At the same time, no single moral theory has achieved universal acceptance, each faces its own set of challenges and criticisms, and so ethics, as a discipline, continues to be a rich area of research. Some contemporary philosophers argue for various forms of moral pluralism, suggesting that different moral considerations (such as utility, rights, virtues, and care) may all play important roles in our thinking and judgment. Others reject the idea that morality can be captured in any set of universal principles and instead emphasize the importance of careful attention to specific situations and circumstances.

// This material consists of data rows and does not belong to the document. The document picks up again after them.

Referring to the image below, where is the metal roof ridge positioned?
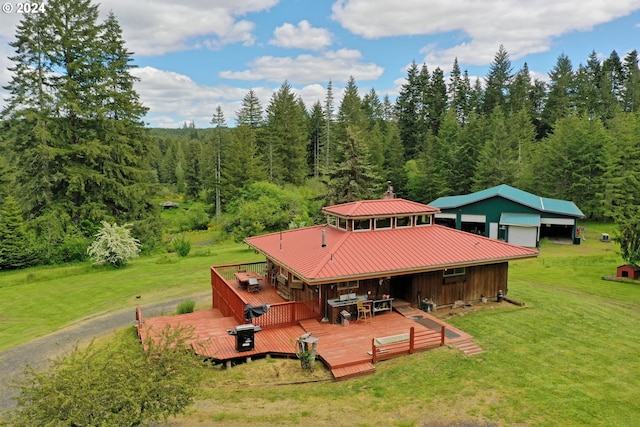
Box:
[309,231,353,278]
[345,200,364,215]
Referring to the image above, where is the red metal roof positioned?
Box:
[323,199,440,217]
[246,225,538,283]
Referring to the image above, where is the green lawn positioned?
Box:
[0,239,264,351]
[0,224,640,427]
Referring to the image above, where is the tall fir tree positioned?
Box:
[622,50,640,113]
[327,126,382,205]
[396,61,425,159]
[307,101,326,179]
[262,82,308,185]
[427,67,448,136]
[473,107,518,191]
[541,54,576,135]
[2,0,157,247]
[537,115,610,219]
[448,58,471,124]
[0,195,35,270]
[598,113,640,219]
[483,45,513,115]
[204,105,229,221]
[322,80,335,173]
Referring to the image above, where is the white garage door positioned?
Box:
[508,225,538,248]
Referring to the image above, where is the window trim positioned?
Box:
[353,218,373,231]
[373,216,393,230]
[395,215,413,228]
[414,214,432,227]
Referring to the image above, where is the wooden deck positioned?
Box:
[137,281,482,379]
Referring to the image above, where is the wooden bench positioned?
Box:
[368,326,445,363]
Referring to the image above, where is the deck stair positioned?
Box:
[453,338,484,356]
[331,361,376,381]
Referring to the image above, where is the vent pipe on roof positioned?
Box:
[382,181,396,199]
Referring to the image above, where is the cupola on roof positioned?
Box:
[322,199,440,218]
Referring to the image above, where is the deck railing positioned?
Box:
[211,262,319,328]
[371,326,446,363]
[251,301,318,328]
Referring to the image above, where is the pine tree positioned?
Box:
[473,107,517,191]
[622,50,640,113]
[598,113,640,219]
[483,45,513,115]
[2,0,157,246]
[538,116,610,219]
[383,122,407,197]
[451,112,490,194]
[362,88,384,129]
[327,126,382,205]
[307,101,326,178]
[427,67,448,135]
[448,58,471,124]
[542,54,575,134]
[322,80,334,173]
[262,82,308,185]
[184,139,203,198]
[204,105,229,221]
[335,76,367,141]
[0,195,34,270]
[396,62,426,158]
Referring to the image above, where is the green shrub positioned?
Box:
[183,205,210,231]
[178,300,196,314]
[172,236,191,257]
[87,221,140,267]
[0,327,202,427]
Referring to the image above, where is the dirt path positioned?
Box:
[0,292,211,413]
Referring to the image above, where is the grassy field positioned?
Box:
[0,233,264,351]
[0,224,640,427]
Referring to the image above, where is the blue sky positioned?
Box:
[0,0,640,128]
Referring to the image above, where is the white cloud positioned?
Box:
[100,0,279,55]
[220,49,384,84]
[269,20,333,50]
[132,67,326,128]
[333,0,640,66]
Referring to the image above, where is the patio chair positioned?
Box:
[247,277,260,292]
[356,300,371,322]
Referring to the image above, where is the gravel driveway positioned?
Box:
[0,292,211,413]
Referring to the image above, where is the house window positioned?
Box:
[376,218,391,230]
[276,266,289,286]
[396,216,411,228]
[442,267,466,277]
[416,214,431,226]
[289,275,304,289]
[353,218,371,231]
[338,217,347,230]
[338,280,358,291]
[442,267,466,285]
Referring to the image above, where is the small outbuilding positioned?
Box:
[616,264,640,280]
[429,184,584,247]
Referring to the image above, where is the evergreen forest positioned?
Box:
[0,0,640,269]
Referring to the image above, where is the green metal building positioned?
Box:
[429,184,584,247]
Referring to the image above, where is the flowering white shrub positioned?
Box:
[87,221,140,267]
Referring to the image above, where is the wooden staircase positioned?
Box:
[452,338,484,356]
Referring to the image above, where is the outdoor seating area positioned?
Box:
[136,266,480,379]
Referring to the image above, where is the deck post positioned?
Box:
[409,326,416,354]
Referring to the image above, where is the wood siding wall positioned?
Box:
[410,262,509,305]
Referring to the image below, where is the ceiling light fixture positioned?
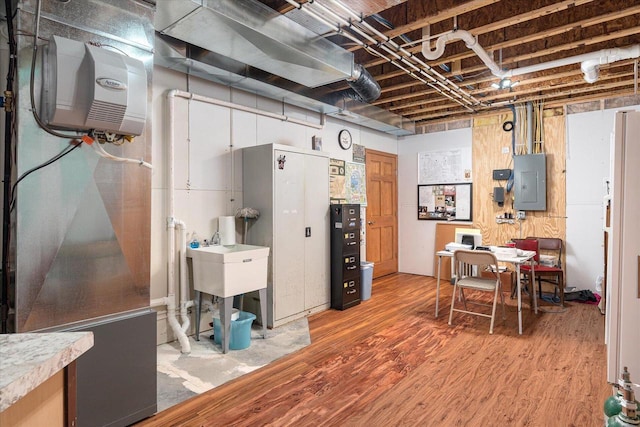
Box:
[491,77,520,89]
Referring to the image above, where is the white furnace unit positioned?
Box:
[42,36,147,136]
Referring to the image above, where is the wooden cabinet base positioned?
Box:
[0,370,65,427]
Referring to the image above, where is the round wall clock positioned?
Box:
[338,129,353,150]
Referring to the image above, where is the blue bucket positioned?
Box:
[213,311,256,350]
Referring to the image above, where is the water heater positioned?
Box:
[42,36,147,135]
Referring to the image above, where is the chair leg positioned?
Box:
[449,283,458,325]
[500,289,507,323]
[489,286,502,334]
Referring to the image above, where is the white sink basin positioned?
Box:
[187,245,269,298]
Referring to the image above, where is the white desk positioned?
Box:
[436,251,538,335]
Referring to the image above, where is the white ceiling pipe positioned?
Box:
[324,0,480,107]
[502,45,640,83]
[580,44,640,83]
[422,25,640,83]
[285,0,480,111]
[422,25,504,78]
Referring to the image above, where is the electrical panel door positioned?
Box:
[513,154,547,211]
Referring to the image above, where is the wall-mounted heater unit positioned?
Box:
[42,36,147,136]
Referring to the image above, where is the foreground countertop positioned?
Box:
[0,332,93,412]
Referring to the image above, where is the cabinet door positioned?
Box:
[273,150,305,321]
[304,155,331,309]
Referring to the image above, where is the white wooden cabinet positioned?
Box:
[242,144,331,327]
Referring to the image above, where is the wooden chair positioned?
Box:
[521,237,564,307]
[449,250,506,334]
[511,238,540,303]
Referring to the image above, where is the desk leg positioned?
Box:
[516,263,522,335]
[196,291,202,341]
[531,258,538,314]
[258,288,267,338]
[436,255,442,317]
[220,297,233,354]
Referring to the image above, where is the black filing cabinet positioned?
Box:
[330,205,360,310]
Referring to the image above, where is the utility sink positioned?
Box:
[187,244,269,298]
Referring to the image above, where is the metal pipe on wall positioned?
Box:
[157,89,324,353]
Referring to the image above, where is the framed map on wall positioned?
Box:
[418,183,473,221]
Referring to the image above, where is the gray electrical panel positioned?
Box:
[513,154,547,211]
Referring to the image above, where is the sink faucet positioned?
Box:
[211,231,220,246]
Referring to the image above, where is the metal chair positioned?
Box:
[449,250,506,334]
[511,238,540,303]
[521,237,564,307]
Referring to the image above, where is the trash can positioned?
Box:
[360,261,373,301]
[213,311,256,350]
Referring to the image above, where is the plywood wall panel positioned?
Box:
[472,113,566,252]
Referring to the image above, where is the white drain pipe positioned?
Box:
[422,25,640,83]
[151,89,324,353]
[422,25,503,78]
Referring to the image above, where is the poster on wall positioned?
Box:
[345,162,367,206]
[418,148,471,184]
[352,144,366,163]
[329,159,347,204]
[418,183,473,221]
[329,159,367,206]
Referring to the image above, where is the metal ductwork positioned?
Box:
[155,0,355,87]
[154,33,415,136]
[347,64,381,102]
[154,0,408,135]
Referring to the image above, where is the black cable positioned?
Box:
[0,1,18,334]
[9,139,82,212]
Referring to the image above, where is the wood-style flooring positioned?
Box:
[139,274,611,427]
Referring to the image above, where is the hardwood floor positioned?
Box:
[139,274,611,427]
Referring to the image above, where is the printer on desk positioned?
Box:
[444,242,473,252]
[444,232,482,252]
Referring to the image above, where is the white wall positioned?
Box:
[565,107,640,292]
[398,128,472,276]
[151,67,397,342]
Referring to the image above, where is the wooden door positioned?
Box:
[366,150,398,277]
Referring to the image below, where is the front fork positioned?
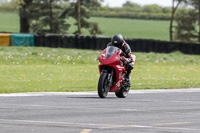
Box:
[102,68,114,89]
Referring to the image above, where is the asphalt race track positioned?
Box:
[0,89,200,133]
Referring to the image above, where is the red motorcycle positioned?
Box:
[98,46,136,98]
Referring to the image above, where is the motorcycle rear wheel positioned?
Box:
[98,72,109,98]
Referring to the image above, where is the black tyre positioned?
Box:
[115,87,130,98]
[98,72,109,98]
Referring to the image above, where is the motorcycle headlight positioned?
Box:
[120,61,124,66]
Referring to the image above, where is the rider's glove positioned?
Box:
[120,56,131,65]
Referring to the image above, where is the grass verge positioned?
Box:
[0,47,200,93]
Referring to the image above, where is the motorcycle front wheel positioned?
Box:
[115,87,130,98]
[98,72,109,98]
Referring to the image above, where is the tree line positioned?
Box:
[0,0,200,42]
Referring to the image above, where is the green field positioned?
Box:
[0,13,169,40]
[0,47,200,93]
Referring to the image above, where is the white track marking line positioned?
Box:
[0,88,200,97]
[80,129,92,133]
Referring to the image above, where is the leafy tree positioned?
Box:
[176,0,200,42]
[29,0,69,33]
[60,0,102,35]
[17,0,32,33]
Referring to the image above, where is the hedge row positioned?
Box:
[91,11,171,20]
[35,35,200,55]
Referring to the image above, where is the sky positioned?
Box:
[102,0,172,7]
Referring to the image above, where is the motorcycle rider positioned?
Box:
[108,33,133,86]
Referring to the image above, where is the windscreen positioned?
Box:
[106,46,118,60]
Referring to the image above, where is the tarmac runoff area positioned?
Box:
[0,89,200,133]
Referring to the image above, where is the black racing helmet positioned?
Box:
[111,33,124,48]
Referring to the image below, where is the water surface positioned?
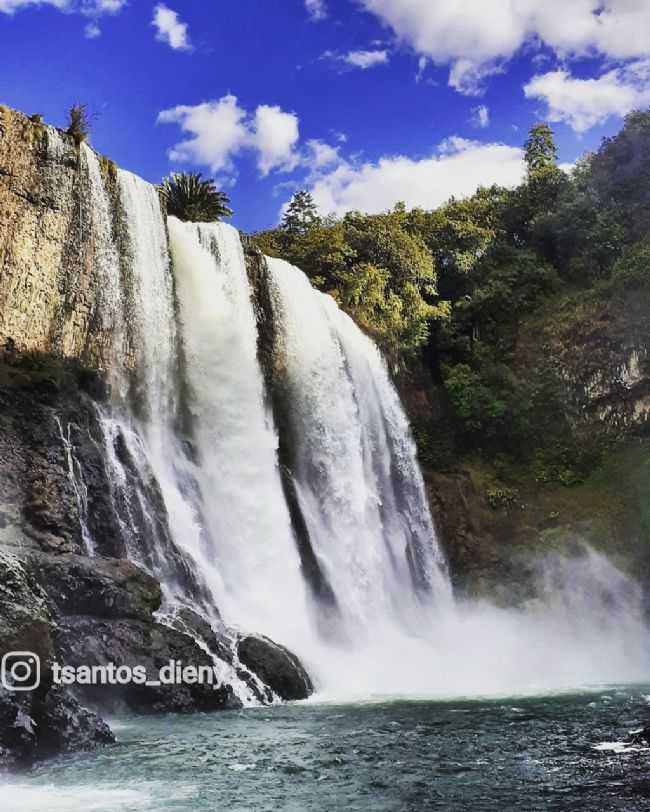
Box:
[2,687,650,812]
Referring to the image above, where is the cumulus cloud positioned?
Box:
[341,51,388,70]
[0,0,127,39]
[84,20,102,39]
[357,0,650,94]
[250,104,300,176]
[305,0,327,22]
[0,0,127,17]
[158,95,302,176]
[321,49,388,70]
[524,59,650,133]
[303,139,346,169]
[151,3,191,51]
[308,137,525,215]
[471,104,490,129]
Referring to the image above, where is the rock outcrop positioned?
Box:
[237,634,314,699]
[0,106,126,368]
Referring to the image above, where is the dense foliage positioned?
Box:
[159,172,233,223]
[256,112,650,484]
[66,104,90,144]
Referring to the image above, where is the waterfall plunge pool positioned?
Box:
[5,686,650,812]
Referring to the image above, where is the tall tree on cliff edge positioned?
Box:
[280,189,321,237]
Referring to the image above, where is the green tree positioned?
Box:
[158,172,233,223]
[280,189,320,237]
[66,104,90,146]
[524,124,557,174]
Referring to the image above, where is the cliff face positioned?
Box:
[0,106,128,367]
[401,280,650,605]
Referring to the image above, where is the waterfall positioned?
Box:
[169,218,308,645]
[268,259,450,634]
[79,143,126,371]
[54,416,95,555]
[68,162,643,704]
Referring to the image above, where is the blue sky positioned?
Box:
[0,0,650,231]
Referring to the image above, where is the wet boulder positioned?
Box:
[237,634,314,700]
[30,553,162,620]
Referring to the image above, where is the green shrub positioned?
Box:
[159,172,233,223]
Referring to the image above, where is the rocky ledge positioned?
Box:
[0,342,313,769]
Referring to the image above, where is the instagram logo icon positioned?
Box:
[0,651,41,691]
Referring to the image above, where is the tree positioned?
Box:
[66,104,90,146]
[158,172,233,223]
[280,189,320,237]
[524,124,557,175]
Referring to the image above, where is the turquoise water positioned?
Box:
[5,687,650,812]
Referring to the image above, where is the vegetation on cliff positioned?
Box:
[255,112,650,492]
[159,172,233,223]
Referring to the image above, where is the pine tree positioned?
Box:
[280,190,320,237]
[524,124,557,174]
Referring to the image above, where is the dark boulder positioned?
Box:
[237,634,314,699]
[34,686,115,758]
[0,552,54,662]
[30,553,162,620]
[0,686,115,769]
[58,617,241,713]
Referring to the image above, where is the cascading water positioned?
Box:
[79,143,126,370]
[61,149,648,704]
[169,218,308,646]
[54,417,95,555]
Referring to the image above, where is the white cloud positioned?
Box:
[0,0,127,26]
[0,0,65,9]
[305,139,343,169]
[341,51,388,70]
[305,0,327,22]
[472,104,490,129]
[151,3,192,51]
[158,95,301,176]
[0,0,127,17]
[320,49,389,70]
[308,137,525,214]
[524,60,650,133]
[251,104,300,176]
[357,0,650,94]
[84,20,102,39]
[158,95,249,172]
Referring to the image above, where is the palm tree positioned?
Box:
[158,172,233,223]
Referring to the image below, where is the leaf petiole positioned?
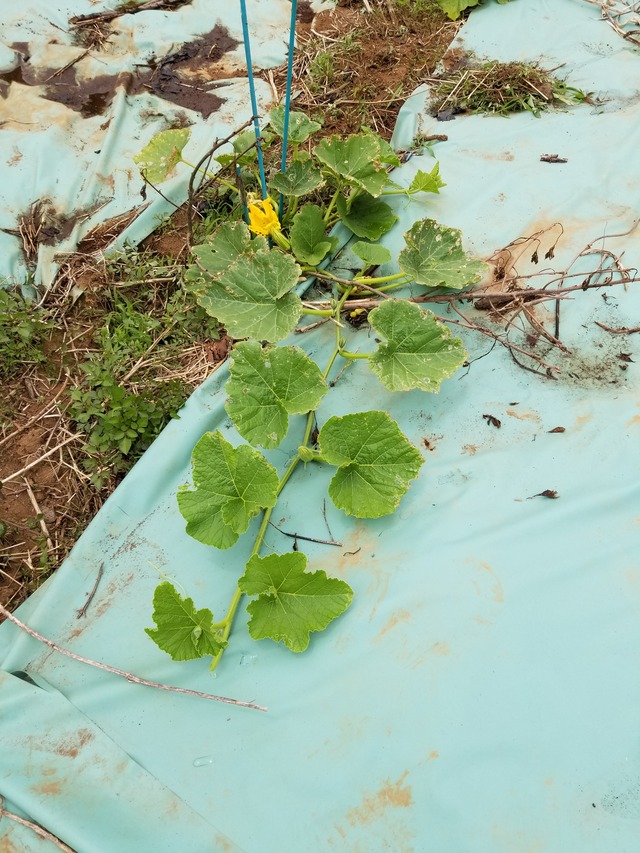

As students of philosophy, you should critically engage with these ideas, understand their strengths and weaknesses, and develop your own ethical reasoning skills. By exploring these theories and grappling with challenging moral questions, you’ll not only gain a deeper understanding of the philosophical traditions that have shaped our ethical discourse, but also develop valuable skills in critical thinking, argumentation, and moral reflection that will serve you well in all areas of life.